49. Araignée (arè’gn’). — À Mons, écraser une araignée le matin est un présage d’argent. Partout ailleurs, pensons-nous, les présages tirés d’araignées écrasées sont conformes aus petits vers :

Araignée du matin,
Grand chagrin,
Araignée de midi,
Grand dépit[1].
Araignée du soir,
Grand espoir.

50-51. Araignée-Faucheus (kaytrès’ « dentellière » klawtî, « cloutier », wèlin, arègn’ di tér). — Les enfants s’amusent à arracher les longues pattes des faucheus. Ces pattes continuant à remuer après avoir été coupées, ils s’imaginent que ces mouvements sont volontaires et indiquent une direction en réponse à une queslion qu’ils font à l’instant. Par exemple, ils disent à Vottem en tenant entre le pouce et l’index la patte arrachée : To wis’ è-st i l’gârchampèt’ ? « De quel côté est le garde-champêtre ? ». Et la convulsion de la patte est censée indiquer dans quelle direction il se trouve.

54. Blaireau (tèsson). — La graisse de blaireau est un des grands remèdes de la médecine populaire ; on l’emploie pour guérir engelures, brûlures, blessures, etc.

58. Bousier (byès a l’ ôl « bête à l’huile », marhâ « maréchal »). — Si l’on crache sur un bousier, en faisant le signe de crois, on croit que cet animal transpire du sang (Dinant).

60. Brochet (brotchè). — Le peuple compare les os de la tête du brochet aus divers instruments qui figurent dans les représentations du supplice de Jésus.

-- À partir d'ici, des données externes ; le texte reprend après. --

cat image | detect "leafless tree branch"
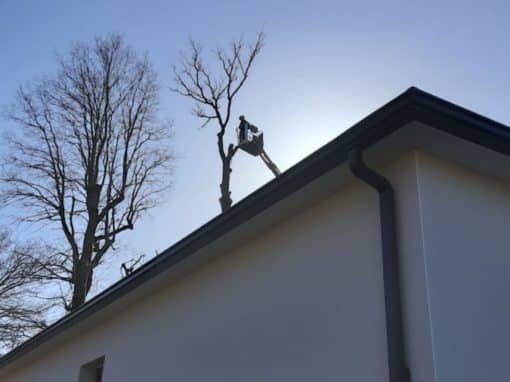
[172,33,264,211]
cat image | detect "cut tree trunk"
[220,160,232,212]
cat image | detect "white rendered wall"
[1,170,398,382]
[418,154,510,382]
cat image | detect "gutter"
[347,148,411,382]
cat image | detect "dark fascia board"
[0,87,510,369]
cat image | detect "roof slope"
[0,87,510,368]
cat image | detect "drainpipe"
[348,148,411,382]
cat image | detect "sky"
[0,0,510,291]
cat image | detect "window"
[78,356,104,382]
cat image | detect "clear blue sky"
[0,0,510,287]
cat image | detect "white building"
[0,88,510,382]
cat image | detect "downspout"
[348,148,411,382]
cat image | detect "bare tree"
[0,231,50,351]
[172,33,264,212]
[3,35,172,310]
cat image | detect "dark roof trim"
[0,88,510,368]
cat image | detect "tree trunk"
[220,159,232,212]
[69,265,90,312]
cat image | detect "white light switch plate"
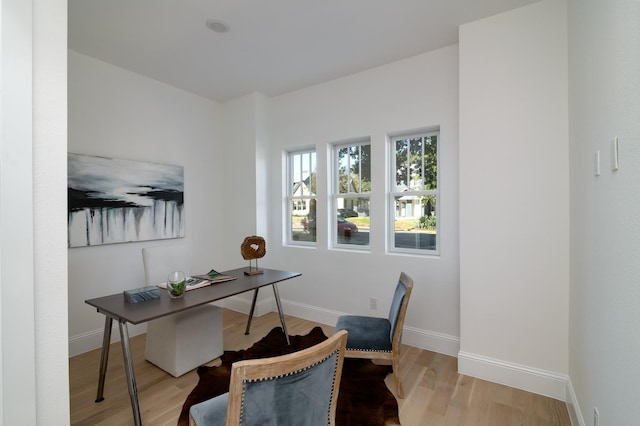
[611,136,619,171]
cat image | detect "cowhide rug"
[178,327,400,426]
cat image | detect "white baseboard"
[566,378,586,426]
[458,351,568,401]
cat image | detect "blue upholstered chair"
[189,331,347,426]
[335,272,413,398]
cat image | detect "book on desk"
[158,274,236,291]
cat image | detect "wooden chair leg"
[391,355,404,399]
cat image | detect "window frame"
[284,146,318,247]
[329,137,373,251]
[387,127,442,257]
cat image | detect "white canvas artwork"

62. Caille (kway). — On interprète son cri :

Kwit’ po kwit’
Pây tè dèt’.
« Quitte pour quitte,
Paie tes dettes. »

63. Son cri est aussi considéré comme un présage de pluie :

Kwit’ po kwit’,
Sop di tchin
« Quitte pour quitte,
Soupe de chien[2]. »

66-67. Carabe doré (tchivâ d’ôr « cheval d’or », klâ d’ôr « clou d’or », kostir[3] « couturière »). — Quand on l’écrase, on attire la pluie.

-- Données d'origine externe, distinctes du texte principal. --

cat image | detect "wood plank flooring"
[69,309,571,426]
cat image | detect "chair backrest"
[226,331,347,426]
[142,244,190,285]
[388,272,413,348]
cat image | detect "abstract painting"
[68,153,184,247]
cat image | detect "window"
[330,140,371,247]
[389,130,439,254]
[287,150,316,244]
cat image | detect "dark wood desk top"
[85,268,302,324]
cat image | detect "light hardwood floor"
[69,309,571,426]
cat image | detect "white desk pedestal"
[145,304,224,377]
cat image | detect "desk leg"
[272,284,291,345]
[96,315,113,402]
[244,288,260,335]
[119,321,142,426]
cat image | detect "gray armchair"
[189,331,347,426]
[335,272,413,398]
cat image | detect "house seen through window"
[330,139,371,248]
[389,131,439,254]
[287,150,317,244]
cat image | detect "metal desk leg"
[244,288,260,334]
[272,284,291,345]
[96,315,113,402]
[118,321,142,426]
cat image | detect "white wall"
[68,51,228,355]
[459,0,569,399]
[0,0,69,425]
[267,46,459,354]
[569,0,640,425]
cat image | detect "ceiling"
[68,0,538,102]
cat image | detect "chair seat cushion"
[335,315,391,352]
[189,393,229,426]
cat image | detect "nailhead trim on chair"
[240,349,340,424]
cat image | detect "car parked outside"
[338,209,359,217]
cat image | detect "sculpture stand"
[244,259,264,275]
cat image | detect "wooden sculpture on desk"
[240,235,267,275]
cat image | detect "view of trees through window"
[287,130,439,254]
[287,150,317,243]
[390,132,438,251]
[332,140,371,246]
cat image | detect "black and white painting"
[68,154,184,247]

69-71. Chat (tchè). — Quand le chat passe la patte derrière l’oreille, c’est signe de pluie. — S’il tourne le dos au feu, c’est signe de froidure. — S’il fait ronron, on dit qu’il fait 73. ses prières. — Pour empêcher un chat nouvellement acquis de quitter la maison, on lui frotte un peu de beurre sous les pattes, on le prent ensuite des deus mains et on lui fait faire trois fois le tour de la crémaillère, puis on le fait gratter avec les pattes de devant sur le contre-cœur (kont-koûr) de la cheminée. (Ce rite se pratique dans toute la province de Liège, mais dans beaucoup de villages, il se réduit, soit à faire gratter le chat dans la cheminée, soit à lui frotter du beurre sous les pattes.)

74. Chauve-souris (tchaw-sori). — Les enfants lui crient à Liège :

Tchaw-sori,
Viné ci,
Vo-z âré dè pan rosti,
Dè nokyon,
K’è fwêr bon,
Po v’ loumé,
Po v’ tchâfé,
A soûmî,
D’ nos’ tchèni.
« Chauve-souris.
Venez ici,
Vous aurez du pain rôti,
Un bout de chandelle,
Qui est fort bon.
Pour vous éclairer,
Pour vous chauffer,
A la poutre,
De notre étable. »

75. On croit qu’une fois empêtrée dans les cheveus, la chauve-souris ne peut être arrachée qu’avec les cheveus eus-mêmes.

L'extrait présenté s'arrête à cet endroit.